Though she had a bad first experience using the femidom, Lindiwe says she would like to give it another try.
‘I think, maybe, the problem was that I didn’t know how to use it properly. So, if I get a chance to learn more about them, then I’ll try it again’, she says.
Twenty-one year-old William Mhlanga from Katlehlong also shared his thoughts.
‘I have never used a female condom with my girlfriend. It’s nasty! Gosh! The size of it… It’s too big. I don’t think it will fit in the vagina’, says William Mhlanga.
Twenty-four year-old Nomonde Bua from Soweto admits that she’s never tried to use the female condom, though she’s known about it since her high-school days.

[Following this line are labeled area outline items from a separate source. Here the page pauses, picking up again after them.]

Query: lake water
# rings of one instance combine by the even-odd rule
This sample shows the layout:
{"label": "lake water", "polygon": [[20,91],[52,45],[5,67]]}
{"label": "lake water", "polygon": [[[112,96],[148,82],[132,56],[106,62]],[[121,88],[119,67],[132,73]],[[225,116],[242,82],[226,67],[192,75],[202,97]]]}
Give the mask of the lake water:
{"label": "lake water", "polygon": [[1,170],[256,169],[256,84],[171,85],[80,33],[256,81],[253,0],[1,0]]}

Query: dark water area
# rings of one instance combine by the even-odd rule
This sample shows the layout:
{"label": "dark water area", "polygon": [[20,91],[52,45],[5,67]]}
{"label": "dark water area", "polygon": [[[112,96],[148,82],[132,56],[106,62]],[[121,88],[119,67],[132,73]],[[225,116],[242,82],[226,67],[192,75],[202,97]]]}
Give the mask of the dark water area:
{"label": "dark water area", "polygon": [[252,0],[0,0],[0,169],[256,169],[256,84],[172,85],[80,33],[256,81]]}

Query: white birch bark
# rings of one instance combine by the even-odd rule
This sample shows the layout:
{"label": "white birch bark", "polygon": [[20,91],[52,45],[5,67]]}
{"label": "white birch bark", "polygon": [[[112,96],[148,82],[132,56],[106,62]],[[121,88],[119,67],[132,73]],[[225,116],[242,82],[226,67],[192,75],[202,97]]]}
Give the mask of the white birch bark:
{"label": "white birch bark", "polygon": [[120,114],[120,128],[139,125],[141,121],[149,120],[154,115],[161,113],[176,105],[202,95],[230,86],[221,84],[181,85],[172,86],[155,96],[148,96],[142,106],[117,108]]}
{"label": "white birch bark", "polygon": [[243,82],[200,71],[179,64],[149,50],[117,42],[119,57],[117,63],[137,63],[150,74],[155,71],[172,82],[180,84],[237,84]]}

‘Firstly, that thing is huge. I never tried using it because I don’t think it’s that comfortable. It’s such a turn-off. I don’t even know how it’s put on. I don’t think it will work for me. I prefer the male condom’, says Nomonde Bua.
However, she does realise the importance of the female condom as the only female-initiated protective method and that it has the potential to give women the power to practice safer sex.
‘I think these condoms [femidoms] will help us as women if they could be introduced to us properly because, sometimes, amadoda [men] don’t want condoms. They will tell you stories, that: ‘I forgot to put on a condom’ or ‘no I didn’t get a chance to buy a condom’. But, if you have your condom, you can say: ‘Okay, here is my condom, let’s use mine’,’ she says.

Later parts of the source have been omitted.